By Hadley Stern, Publisher of AppleMatters
February 20, 2004
Operating system (OS) wars go back to almost the very beginning of personal computing, and amazingly, they continue online and at water coolers across the world. Twenty years ago, it was Apple versus IBM, Commodore and Atari. Today, visit hard core computer news site Slashdot and you will see Linux people bashing Windows people bashing Mac people.

Fun.
But these aren’t the days of DOS or command line prompts. It’s a simple fact that any machine running Windows or Mac OS X uses the same “windowing” interface, plus and minus a few features per platform. In any case, you drag things around a desktop to access and organize, throw them in the trash (or recycle bin) to delete, and within applications, What You See Is What You Get.
Sure, beneath the pretty graphical interface, the old command line prompt remains hidden – even the Mac has one now, after almost 20 years of doing without it – but most consumer machines these days behave alike. And amongst them, even PC fans will reluctantly admit that the Mac is the most elegant of the bunch, with nicer icons, a bulletproof environment, and best of all, no viruses or spyware.
Oops, there I go again! The OS wars.
One tiny (truly mini these days) thing stops me in my rhetorical tracks and stumps me into silence. It’s not the patch of the week released by Windows, nor is it the latest horribly ugly desktop environment to come out of some kids basement for Linux. No, it’s that little thing in your pocket. The iPod.

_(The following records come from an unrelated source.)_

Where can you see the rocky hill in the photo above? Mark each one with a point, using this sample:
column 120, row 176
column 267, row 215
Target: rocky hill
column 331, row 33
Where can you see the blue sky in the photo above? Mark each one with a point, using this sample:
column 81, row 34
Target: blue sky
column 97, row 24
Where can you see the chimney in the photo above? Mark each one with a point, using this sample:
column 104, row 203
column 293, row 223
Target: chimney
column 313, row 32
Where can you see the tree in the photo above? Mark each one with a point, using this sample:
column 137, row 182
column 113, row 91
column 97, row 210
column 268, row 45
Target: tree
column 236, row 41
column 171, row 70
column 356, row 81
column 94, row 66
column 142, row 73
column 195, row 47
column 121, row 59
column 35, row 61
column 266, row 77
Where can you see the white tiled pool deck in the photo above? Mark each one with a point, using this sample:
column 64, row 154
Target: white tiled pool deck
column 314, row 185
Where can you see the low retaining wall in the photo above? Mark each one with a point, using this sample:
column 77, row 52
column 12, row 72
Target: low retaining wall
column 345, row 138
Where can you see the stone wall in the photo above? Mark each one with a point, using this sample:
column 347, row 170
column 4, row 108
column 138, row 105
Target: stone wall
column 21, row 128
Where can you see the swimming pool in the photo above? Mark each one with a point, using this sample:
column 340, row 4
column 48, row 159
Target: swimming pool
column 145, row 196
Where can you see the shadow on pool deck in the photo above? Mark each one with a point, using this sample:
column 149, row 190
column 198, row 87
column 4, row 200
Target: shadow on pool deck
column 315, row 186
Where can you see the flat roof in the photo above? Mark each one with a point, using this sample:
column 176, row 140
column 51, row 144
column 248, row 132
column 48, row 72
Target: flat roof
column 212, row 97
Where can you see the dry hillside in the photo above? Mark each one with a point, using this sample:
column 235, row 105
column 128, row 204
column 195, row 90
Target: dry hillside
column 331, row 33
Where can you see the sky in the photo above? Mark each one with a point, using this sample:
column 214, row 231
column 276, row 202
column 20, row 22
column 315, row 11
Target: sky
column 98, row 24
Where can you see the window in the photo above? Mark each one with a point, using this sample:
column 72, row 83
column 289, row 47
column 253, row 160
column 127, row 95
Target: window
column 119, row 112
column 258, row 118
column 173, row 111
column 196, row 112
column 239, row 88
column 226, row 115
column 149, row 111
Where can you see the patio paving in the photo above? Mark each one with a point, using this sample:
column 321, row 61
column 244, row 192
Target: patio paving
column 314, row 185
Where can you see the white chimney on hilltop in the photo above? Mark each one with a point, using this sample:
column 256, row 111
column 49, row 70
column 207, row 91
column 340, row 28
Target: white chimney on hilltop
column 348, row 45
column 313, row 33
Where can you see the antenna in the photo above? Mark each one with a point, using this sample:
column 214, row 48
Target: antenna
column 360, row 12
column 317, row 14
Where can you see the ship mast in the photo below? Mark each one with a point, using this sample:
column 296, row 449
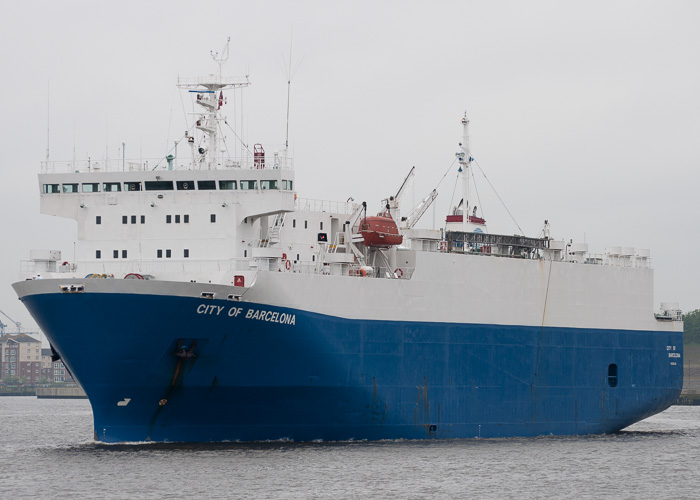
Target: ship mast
column 210, row 97
column 465, row 161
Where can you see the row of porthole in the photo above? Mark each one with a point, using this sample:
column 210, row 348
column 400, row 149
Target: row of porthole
column 113, row 187
column 159, row 254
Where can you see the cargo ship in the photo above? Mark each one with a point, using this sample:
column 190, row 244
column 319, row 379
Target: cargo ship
column 207, row 302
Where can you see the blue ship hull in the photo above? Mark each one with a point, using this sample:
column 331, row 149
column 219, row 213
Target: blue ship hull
column 305, row 376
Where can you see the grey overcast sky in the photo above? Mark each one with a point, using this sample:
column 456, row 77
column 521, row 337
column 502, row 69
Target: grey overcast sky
column 583, row 113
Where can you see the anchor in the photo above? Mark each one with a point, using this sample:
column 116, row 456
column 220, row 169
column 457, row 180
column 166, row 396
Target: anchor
column 183, row 355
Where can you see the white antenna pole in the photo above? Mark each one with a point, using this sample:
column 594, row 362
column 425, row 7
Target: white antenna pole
column 289, row 89
column 465, row 160
column 48, row 118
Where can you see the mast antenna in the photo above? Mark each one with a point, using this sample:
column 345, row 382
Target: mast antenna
column 224, row 56
column 289, row 74
column 48, row 117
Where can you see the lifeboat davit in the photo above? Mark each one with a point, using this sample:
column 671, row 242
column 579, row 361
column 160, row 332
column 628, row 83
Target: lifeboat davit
column 380, row 231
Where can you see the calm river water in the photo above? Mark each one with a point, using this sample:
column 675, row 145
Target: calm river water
column 46, row 451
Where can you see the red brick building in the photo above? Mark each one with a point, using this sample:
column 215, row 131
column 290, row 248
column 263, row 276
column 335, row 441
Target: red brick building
column 20, row 356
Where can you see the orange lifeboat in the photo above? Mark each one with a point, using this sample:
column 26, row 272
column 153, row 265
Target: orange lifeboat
column 380, row 231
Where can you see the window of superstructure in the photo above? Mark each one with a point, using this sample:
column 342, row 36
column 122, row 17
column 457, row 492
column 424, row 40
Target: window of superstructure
column 158, row 185
column 612, row 375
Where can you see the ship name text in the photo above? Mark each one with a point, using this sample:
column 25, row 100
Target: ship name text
column 248, row 313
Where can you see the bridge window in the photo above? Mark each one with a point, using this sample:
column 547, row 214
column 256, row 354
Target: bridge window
column 158, row 186
column 612, row 375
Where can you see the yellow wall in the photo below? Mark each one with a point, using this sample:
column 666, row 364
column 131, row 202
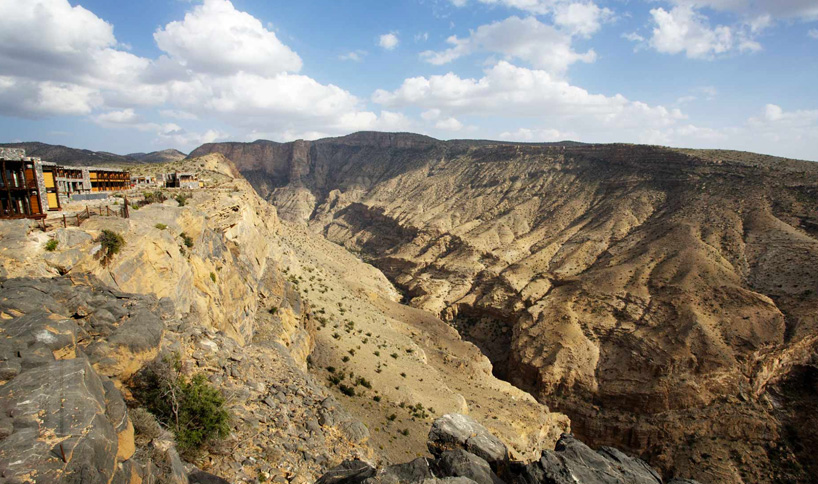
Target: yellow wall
column 52, row 200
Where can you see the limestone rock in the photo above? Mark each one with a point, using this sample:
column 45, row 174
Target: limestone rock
column 348, row 472
column 454, row 431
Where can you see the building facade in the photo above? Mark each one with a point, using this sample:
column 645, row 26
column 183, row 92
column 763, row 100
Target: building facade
column 30, row 187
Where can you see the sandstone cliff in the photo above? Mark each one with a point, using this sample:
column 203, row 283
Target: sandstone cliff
column 270, row 312
column 664, row 300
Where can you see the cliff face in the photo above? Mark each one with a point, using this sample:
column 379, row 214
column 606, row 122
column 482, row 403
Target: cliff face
column 664, row 300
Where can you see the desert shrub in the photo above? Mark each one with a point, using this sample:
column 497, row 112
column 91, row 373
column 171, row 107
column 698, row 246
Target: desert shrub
column 187, row 240
column 191, row 407
column 152, row 197
column 146, row 427
column 182, row 199
column 111, row 243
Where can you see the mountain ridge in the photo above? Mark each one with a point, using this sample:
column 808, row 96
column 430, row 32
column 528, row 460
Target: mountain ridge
column 654, row 295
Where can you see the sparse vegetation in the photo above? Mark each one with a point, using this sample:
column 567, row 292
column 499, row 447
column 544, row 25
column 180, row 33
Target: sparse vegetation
column 111, row 243
column 191, row 407
column 187, row 240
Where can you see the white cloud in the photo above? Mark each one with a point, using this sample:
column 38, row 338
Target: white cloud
column 527, row 39
column 35, row 99
column 581, row 18
column 354, row 56
column 781, row 9
column 683, row 29
column 216, row 38
column 449, row 124
column 388, row 41
column 218, row 62
column 510, row 92
column 538, row 7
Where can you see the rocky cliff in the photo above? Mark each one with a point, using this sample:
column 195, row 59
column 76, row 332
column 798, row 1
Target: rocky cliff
column 664, row 300
column 318, row 360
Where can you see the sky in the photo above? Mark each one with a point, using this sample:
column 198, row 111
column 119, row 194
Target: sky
column 155, row 74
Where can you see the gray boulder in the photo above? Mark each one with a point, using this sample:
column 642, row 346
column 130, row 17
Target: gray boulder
column 348, row 472
column 573, row 462
column 416, row 471
column 456, row 431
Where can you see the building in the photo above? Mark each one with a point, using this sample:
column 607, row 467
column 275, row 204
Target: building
column 143, row 181
column 29, row 187
column 182, row 180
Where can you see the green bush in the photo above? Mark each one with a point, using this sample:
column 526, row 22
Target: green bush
column 187, row 240
column 111, row 243
column 182, row 199
column 192, row 408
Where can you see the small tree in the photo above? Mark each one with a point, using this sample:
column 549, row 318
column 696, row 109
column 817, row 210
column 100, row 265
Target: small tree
column 111, row 243
column 192, row 408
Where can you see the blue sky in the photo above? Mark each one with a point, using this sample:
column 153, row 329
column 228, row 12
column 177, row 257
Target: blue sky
column 148, row 75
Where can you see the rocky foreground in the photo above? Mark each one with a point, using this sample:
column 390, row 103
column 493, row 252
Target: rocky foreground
column 465, row 452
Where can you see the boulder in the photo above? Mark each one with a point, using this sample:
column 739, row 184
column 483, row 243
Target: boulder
column 572, row 461
column 459, row 463
column 416, row 471
column 457, row 431
column 201, row 477
column 60, row 429
column 348, row 472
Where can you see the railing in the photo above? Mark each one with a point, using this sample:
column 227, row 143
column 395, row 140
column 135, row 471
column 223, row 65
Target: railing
column 76, row 219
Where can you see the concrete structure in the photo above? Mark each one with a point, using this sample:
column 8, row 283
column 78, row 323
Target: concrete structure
column 29, row 187
column 182, row 180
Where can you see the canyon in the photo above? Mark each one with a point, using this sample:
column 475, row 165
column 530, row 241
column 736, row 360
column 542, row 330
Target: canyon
column 663, row 299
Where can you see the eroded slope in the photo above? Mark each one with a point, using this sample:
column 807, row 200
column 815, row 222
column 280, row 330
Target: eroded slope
column 654, row 296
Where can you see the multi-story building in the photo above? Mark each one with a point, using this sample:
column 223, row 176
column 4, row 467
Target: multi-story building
column 29, row 187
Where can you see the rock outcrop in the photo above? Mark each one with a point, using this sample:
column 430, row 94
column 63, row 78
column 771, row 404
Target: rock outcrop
column 571, row 462
column 659, row 298
column 65, row 345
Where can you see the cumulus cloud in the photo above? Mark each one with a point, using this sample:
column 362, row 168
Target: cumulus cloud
column 532, row 6
column 582, row 19
column 782, row 9
column 683, row 29
column 388, row 41
column 508, row 91
column 216, row 38
column 354, row 56
column 527, row 39
column 217, row 61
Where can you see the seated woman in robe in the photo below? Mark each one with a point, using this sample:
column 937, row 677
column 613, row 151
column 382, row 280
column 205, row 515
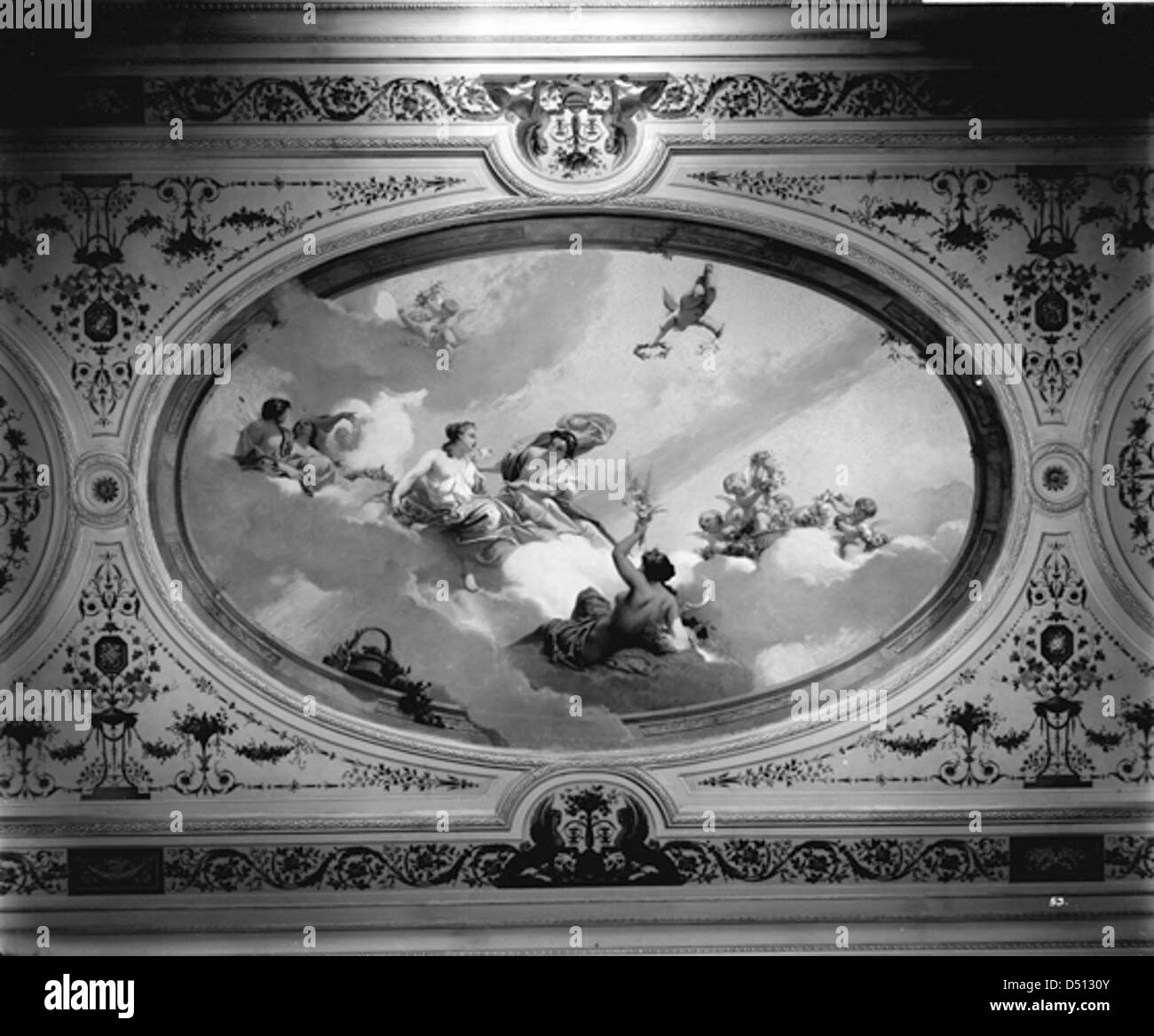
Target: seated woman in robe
column 446, row 490
column 646, row 615
column 541, row 482
column 312, row 439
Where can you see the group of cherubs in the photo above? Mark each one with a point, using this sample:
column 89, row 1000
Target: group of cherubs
column 758, row 513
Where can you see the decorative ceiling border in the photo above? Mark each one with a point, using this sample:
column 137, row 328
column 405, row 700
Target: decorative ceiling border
column 376, row 232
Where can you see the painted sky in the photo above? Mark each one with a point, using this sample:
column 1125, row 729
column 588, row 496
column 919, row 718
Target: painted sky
column 553, row 332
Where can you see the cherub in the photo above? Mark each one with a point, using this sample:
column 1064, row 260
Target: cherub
column 854, row 526
column 435, row 319
column 711, row 525
column 685, row 312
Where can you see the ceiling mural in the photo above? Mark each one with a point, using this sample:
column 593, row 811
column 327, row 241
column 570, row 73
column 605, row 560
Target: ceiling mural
column 595, row 482
column 557, row 489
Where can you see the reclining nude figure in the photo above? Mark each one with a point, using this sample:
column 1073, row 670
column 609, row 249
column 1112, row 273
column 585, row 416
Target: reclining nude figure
column 645, row 616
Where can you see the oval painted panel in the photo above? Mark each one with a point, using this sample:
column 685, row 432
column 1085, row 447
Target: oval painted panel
column 531, row 499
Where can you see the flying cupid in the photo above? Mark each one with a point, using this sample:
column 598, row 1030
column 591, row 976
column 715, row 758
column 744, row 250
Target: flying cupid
column 685, row 312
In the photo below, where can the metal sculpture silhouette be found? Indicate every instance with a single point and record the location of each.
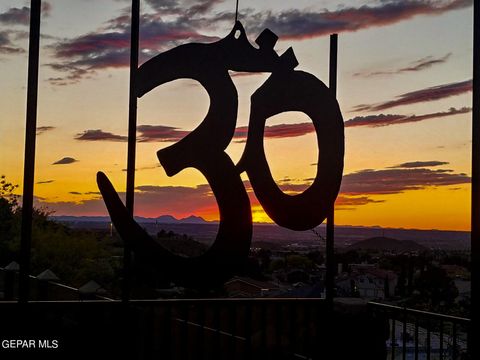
(203, 149)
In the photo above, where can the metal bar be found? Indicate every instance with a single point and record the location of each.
(404, 335)
(216, 337)
(428, 340)
(232, 311)
(454, 336)
(184, 333)
(132, 137)
(264, 328)
(393, 339)
(30, 139)
(475, 213)
(329, 244)
(167, 344)
(200, 319)
(248, 331)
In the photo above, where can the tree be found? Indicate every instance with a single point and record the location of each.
(8, 215)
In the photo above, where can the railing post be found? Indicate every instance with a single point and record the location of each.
(329, 245)
(30, 139)
(132, 137)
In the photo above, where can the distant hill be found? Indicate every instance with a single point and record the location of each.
(386, 244)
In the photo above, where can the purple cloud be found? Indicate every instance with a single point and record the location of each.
(181, 21)
(43, 129)
(416, 164)
(99, 135)
(423, 95)
(394, 181)
(65, 161)
(418, 65)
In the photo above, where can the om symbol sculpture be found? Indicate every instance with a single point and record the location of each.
(203, 149)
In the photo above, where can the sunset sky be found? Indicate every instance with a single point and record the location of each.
(404, 88)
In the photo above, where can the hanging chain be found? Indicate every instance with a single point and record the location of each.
(236, 12)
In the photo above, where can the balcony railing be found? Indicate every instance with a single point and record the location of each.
(416, 334)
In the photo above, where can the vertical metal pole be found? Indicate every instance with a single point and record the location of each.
(30, 138)
(475, 220)
(132, 137)
(329, 246)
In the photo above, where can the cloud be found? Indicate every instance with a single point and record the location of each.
(109, 47)
(99, 135)
(358, 189)
(277, 131)
(181, 21)
(298, 24)
(423, 95)
(156, 166)
(418, 65)
(16, 16)
(178, 6)
(6, 45)
(44, 182)
(415, 164)
(21, 16)
(149, 133)
(394, 181)
(64, 161)
(43, 129)
(394, 119)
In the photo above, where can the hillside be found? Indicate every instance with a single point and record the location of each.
(381, 243)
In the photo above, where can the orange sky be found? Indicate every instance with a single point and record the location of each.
(413, 173)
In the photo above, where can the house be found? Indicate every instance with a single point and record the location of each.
(247, 287)
(367, 282)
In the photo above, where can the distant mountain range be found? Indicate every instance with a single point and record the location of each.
(386, 244)
(206, 232)
(164, 219)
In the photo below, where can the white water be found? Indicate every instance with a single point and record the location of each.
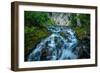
(56, 46)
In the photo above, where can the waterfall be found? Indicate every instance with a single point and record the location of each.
(58, 46)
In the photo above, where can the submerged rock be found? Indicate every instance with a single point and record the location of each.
(56, 46)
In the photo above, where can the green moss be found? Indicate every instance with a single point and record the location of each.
(33, 35)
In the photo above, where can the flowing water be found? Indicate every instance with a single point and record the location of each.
(60, 45)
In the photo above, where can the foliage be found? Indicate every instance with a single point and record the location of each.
(36, 26)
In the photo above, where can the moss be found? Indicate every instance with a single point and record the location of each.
(33, 35)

Why? Because once and for all it has shattered the myth that you need a Mac to play well in the digital hub. Using either a Mac or a PC, you can transfer music to your iPod blisteringly fast, buy music from the Apple iTunes music store (heck, you can even run an Apple application on your PC – iTunes!), and share music between machines using Rendezvous. Thanks to the iPod, Apple is telling consumers that both from a hardware or software standpoint the PC can do everything a Mac can. (Sure, iPod use can be a little more troublesome on a PC. You may have to buy an extra cable, install some drivers, and cross your fingers, but the fact remains that you can use an iPod on either platform.)
So where does that leave the hardware and OS wars? Back when it was DOS versus the Mac, it was easy for Mac users to snicker at keyboard prompts. But now PC users use Photoshop, Quark, Flash, and all the programs that started out on the Mac.
And Apple knows it. Suddenly the fight is not for the only machine on people’s desk, it is for the second or third machine they buy.
After trying “Switch” as a campaign to sell the Mac on its own merits, Apple is assuming that the iPod might serve as a gateway drug, demonstrating the company’s legendary ease of use and seducing Windows users into adding a Mac to the den instead of another PC.
There is still a possibility that this will work. But now with even Steve Jobs using a PC at Macworld SF 2004 (which was, in the history of computing, a very significant moment) Apple’s strategy could also fail. But from where I stand, Apple couldn’t ignore the potent reality in the marketplace. If Apple continued to market the iPod and iTunes to only the Macintosh audience it would have been a horrible business move and irresponsible to their stockholders.
Curiously, though, even as this little white and silver thing has started to turn PC users’ heads, it’s also muddied the waters: while PC users are looking at Apple, Apple is salivating over the 90 plus percent of the world using Windows machines, and even writing different applications for the competing platform. Recently Apple touted iChat’s interoperability with Windows machines. What’s next, iChat for PC’s? iMovie, iCal, iDVD, or, shudder, OS X? After all, Apple can no longer say that the Windows OS or Intel hardware is not powerful enough to run Apple applications.